Orthopedic Coding Alert

Procedure Coding:

We Got Your Back: Use FAQ to Master Disc Decompression, Discography Coding

Remember, injection for discography is diagnostic, and a decompression is therapeutic.

If you see patients with back issues, your providers will likely often perform injection for discography or percutaneous disc decompression. When coding for these procedures, your bottom line could suffer if you mix up the coding conventions for these two procedures.

While it is true that CPT® groups percutaneous disc decompression and injection for discography into the same part of the coding book, there are several differences between the two services.

Help's here: We've got the lowdown from the best in the business about how to choose the correct code every time your provider performs injection for discography or percutaneous disc decompression. Check out this FAQ on the most common questions when coding these services.

Q: What is the difference between disc decompression, injection for discography?

A: First, the codes are different depending on the service. When the provider performs a percutaneous disc decompression, you'll report 62287 (Decompression procedure, percutaneous, of nucleus pulposus of intervertebral disc, any method utilizing needle based technique to remove disc material under fluoroscopic imaging or other form of indirect visualization, with discography and/or epidural injection(s) at the treated level(s), when performed, single or multiple levels, lumbar), confirms Amy C. Pritchett, BSHA, CPC, CPMA, CPCI-I, CRC, CANPC, CASCC, CEDC, CCS, CMDP, CMPM, CMRS, C-AHI, ICDCT-CM, ICDCT-PCS, past president of the American Academy of Professional Coders chapter in Mobile, Ala.

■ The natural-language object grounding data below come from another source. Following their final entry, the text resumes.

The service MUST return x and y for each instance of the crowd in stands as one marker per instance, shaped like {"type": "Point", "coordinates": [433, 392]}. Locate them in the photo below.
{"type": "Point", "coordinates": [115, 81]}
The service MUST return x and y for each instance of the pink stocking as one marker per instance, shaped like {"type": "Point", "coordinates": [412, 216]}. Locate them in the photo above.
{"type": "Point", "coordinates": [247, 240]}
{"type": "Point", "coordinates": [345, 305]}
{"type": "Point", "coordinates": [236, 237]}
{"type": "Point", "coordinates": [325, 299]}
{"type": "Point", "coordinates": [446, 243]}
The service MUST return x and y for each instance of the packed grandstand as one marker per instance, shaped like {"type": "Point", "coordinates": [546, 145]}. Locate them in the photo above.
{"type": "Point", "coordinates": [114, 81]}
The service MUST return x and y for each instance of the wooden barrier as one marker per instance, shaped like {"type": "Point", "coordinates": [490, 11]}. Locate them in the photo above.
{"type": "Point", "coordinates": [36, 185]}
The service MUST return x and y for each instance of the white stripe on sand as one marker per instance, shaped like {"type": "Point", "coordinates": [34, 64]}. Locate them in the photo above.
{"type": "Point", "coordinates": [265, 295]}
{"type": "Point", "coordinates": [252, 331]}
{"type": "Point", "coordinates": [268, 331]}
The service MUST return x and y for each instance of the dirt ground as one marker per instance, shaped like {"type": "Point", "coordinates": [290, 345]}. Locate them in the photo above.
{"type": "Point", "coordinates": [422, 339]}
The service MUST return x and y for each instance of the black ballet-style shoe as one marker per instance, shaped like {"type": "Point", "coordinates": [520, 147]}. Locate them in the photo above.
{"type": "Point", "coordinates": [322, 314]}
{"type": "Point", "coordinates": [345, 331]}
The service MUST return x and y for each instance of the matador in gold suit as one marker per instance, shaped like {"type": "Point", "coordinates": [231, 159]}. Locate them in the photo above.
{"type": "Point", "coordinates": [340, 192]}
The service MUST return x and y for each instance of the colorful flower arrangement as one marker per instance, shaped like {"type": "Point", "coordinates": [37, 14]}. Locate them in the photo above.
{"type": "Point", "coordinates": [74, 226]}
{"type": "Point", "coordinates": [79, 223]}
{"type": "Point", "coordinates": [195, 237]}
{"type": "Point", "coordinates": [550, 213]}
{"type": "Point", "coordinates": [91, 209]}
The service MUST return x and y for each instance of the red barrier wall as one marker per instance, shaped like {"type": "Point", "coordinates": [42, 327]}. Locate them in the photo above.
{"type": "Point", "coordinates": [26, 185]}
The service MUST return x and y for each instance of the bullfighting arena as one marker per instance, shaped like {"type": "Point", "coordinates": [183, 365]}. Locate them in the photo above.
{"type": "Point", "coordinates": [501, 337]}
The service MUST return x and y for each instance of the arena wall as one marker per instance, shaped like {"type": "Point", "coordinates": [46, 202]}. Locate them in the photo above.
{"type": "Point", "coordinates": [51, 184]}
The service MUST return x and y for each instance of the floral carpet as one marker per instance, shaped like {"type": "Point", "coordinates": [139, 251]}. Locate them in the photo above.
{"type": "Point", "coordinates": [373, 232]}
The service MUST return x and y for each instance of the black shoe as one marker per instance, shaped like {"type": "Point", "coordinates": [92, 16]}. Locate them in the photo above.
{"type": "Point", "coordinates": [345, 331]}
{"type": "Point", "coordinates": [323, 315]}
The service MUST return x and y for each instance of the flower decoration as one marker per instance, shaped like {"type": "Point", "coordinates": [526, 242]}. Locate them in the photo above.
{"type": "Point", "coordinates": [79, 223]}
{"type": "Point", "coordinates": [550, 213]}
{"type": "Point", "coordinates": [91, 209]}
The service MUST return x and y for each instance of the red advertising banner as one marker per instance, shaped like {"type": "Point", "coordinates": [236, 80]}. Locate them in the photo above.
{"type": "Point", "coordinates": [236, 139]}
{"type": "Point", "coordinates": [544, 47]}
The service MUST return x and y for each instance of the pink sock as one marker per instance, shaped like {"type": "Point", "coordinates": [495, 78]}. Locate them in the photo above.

You'll note that the descriptor for 62287 includes visualization; this is because disc decompression "is percutaneous, and the provider needs to use fluoroscopy or an endoscope to visualize the placement and maneuvering of the needle, explains Dreama Sloan-Kelly, MD, CCS, president of Dr. Sloan-Kelly Consulting in Shirley, Massachusetts.

So, you should report one unit of 62287 regardless of the number of vertebral levels the provider injects, or the type of visualization he uses. According to Denise Caposella, CPC, senior consultant with Acevedo Consulting Incorporated in Delray Beach, Florida, some providers refer to a 62287 procedure as a "percutaneous discectomy."

According to Caposella, the provider could use several techniques for this decompression, including non-automated (manual), automated, or laser.

While 62287 will work for your disc decompression claims, you'll code injection for discography procedures with either 62290 (Injection procedure for discography, each level; lumbar) or 62291 (... cervical or thoracic), confirms Caposella.

Remember that 62290 and 62291 represent only "the injection of radio-iodine contrast for a discography. This code includes each level performed for the lumbar spine only," says Pritchett. That means that for each lumbar level your provider injects, you'll report one unit of 62290. The same holds true for 62291 and cervical/thoracic levels.

"In summary, 62287 is a corrective procedure and 62290 [and 62291] are diagnostic procedures. Keep in mind that because CPT® includes the term 'with discography' in the code description it would not be appropriate to report 62290 [or 62291] with 62287 when performed at the same level," explains Caposella.

Also, you should report 62290 or 62291 for each level that the provider treats; append either modifier 59 (Distinct procedural service) or 51 (Multiple procedures) to each unit of 62290 or 62291 after the first, if the payer calls for it.

Q: Will the provider typically perform additional services with these injections?

A: With disc decompression (62287), you typically won't be able to code for any other service, except perhaps an evaluation and management (E/M) service that precedes the procedure. Also, CPT® bundles any discography procedure into 62287, so you won't often submit another procedure code with 62287.

Injection for discography, however, always includes another code assignment. If the provider performs lumbar injection for discography (62290), then you'll include 72295 (Discography, lumbar, radiological supervision and interpretation) to account for the imaging supervision and interpretation for a discogram, which is a study of the cartilaginous disc between two vertebrae. You should report 72295 for each level the provider performs interpretation and supervision for. If the payer calls for it, append either modifier 59 or 51 to each unit of 72295 after the first. (Note: If a radiologist performs the interpretation, then the orthopedist reports only the injection code.)

When the provider performs cervical or thoracic injection for discography (62291), you'll report 72285 (Discography, cervical or thoracic, radiological supervision and interpretation) to account for the supervision and interpretation at each level. If the payer calls for it, append either modifier 59 or 51 to each unit of 72285 after the first. (Note: If a radiologist performs the interpretation, then the orthopedist reports only the injection code.)

In contrast to a percutaneous disc decompression, discography is a two-code procedure. "Discography is a diagnostic study that injects contrast into the intervertebral disc, and you code based on level; 62290 and 72295 if lumbar, or 62291 and 72285 if cervical or thoracic region," reminds Sloan-Kelly. "The 62290 or 62991 codes are the injection procedure for the discography; the 72295 and 72285 codes are the discography procedure itself."